None of that happened.
Mike Fagan, the backseater, knew he had a good fifteen minutes after take-off before he had any necessary task to perform. So he brought out his flight maps for later, kicked back mentally, and had just opened up the latest Hustler magazine to the centerfold spread when he heard a thump, followed shortly by a cough. He didn’t know it was the sound of shit hitting the fan--the radome parts hitting the blades of the turbine and the subsequent engine deceleration. He didn’t know and he had no time to think about it.

Within half a second, and without warning from his pilot, the canopy blasted into the jet stream, maps and magazines sucked out in the vortex. Immediately, he was exposed to a driving thunderstorm with no mask or visor--he had been looking at the pictures, fergodsake!

A half second later the seat gun exploded him up the rails and out into blinding rain, cracking lightning, and hailstones.

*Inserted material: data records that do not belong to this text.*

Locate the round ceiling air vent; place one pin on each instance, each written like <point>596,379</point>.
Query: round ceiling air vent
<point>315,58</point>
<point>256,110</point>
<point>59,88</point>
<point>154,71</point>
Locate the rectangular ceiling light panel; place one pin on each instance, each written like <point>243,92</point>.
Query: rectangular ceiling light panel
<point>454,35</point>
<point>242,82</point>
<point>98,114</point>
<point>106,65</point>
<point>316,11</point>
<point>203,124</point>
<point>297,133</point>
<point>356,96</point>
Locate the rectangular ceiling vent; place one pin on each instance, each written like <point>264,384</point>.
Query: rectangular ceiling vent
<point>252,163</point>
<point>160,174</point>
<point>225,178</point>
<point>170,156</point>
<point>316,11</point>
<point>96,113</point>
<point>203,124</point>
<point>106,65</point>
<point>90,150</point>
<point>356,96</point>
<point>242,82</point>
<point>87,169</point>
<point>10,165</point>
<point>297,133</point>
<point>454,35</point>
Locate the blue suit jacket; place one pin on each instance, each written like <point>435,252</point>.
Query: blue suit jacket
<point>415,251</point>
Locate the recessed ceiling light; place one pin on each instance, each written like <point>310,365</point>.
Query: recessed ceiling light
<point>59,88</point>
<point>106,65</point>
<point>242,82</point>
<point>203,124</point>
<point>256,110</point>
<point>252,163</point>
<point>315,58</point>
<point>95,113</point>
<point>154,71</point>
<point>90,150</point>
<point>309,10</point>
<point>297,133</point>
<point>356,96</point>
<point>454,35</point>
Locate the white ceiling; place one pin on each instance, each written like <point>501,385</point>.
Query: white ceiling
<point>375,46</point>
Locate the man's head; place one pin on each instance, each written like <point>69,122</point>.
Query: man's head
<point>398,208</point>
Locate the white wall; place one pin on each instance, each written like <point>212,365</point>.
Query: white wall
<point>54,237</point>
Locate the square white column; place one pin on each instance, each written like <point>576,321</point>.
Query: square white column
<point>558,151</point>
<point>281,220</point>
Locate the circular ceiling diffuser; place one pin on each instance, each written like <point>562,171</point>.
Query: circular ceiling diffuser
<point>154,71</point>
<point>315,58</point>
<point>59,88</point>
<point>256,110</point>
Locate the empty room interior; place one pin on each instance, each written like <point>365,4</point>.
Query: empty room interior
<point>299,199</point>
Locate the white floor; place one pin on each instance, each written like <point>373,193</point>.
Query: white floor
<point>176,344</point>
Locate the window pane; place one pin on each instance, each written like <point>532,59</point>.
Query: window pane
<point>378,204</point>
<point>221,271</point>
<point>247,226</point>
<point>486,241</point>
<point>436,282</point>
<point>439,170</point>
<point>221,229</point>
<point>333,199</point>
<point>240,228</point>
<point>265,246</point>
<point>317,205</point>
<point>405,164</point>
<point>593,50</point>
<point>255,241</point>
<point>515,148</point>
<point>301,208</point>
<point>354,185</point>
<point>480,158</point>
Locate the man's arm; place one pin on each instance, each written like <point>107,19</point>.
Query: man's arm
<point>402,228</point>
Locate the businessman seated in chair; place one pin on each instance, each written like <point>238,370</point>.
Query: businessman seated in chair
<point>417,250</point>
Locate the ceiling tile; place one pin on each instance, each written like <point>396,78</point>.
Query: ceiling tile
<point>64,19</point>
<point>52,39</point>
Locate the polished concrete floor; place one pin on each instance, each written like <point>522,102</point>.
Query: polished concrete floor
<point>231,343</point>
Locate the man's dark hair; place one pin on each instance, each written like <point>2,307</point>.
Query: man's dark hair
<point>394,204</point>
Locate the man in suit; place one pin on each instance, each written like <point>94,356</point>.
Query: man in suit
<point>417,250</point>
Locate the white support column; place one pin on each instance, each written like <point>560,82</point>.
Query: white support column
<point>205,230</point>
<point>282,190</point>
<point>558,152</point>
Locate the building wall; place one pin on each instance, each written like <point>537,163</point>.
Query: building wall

The plane landed in an empty schoolyard--thank the good Lord for Sundays. The wheel chocks punched three feet deep in a driveway. Mike Fagan and the pilot landed on a golf course, an empty golf course because of the sheets of rain, wind, and lightning flashes. Mike never recovered his Hustler magazine, though his sense of humor did help him recover his temper--eventually.

All of us need our backseaters, the people in our lives who are another pair of eyes. All of us suffer when we take them for granted or don’t keep them in the loop.

We have to be the backseaters for our loved ones too. “I’ve got your back” what a great way to say I love you. Being the backseater means not always being in control. Behaving when we are left back home. Staying in touch.

My husband had an unaccompanied year-long tour to Okinawa when my oldest was 18 months old. Three weeks after he left, I realized I was pregnant with our second. I hated having him gone. I struggled with my high energy toddler during the not-so-good days of pregnancy and then had problems with the pregnancy and went on bed rest for the last two months. My mother and all her advice came to stay with us. Bless her for her help and bless her heart I wished she’d kept her opinions to herself.

My middle daughter arrived in October. My dad called Andy and told him about his baby girl. I sent him a picture in December--yes, two months later. My husband met her when she was two and a half months old, on his return home from his tour of duty.

It took me a year and a half to forgive him for having been gone. Does that make sense? No. He didn’t want to be gone; he wanted to be with us. I’m ashamed of my young self. Sorry, honey. I love you.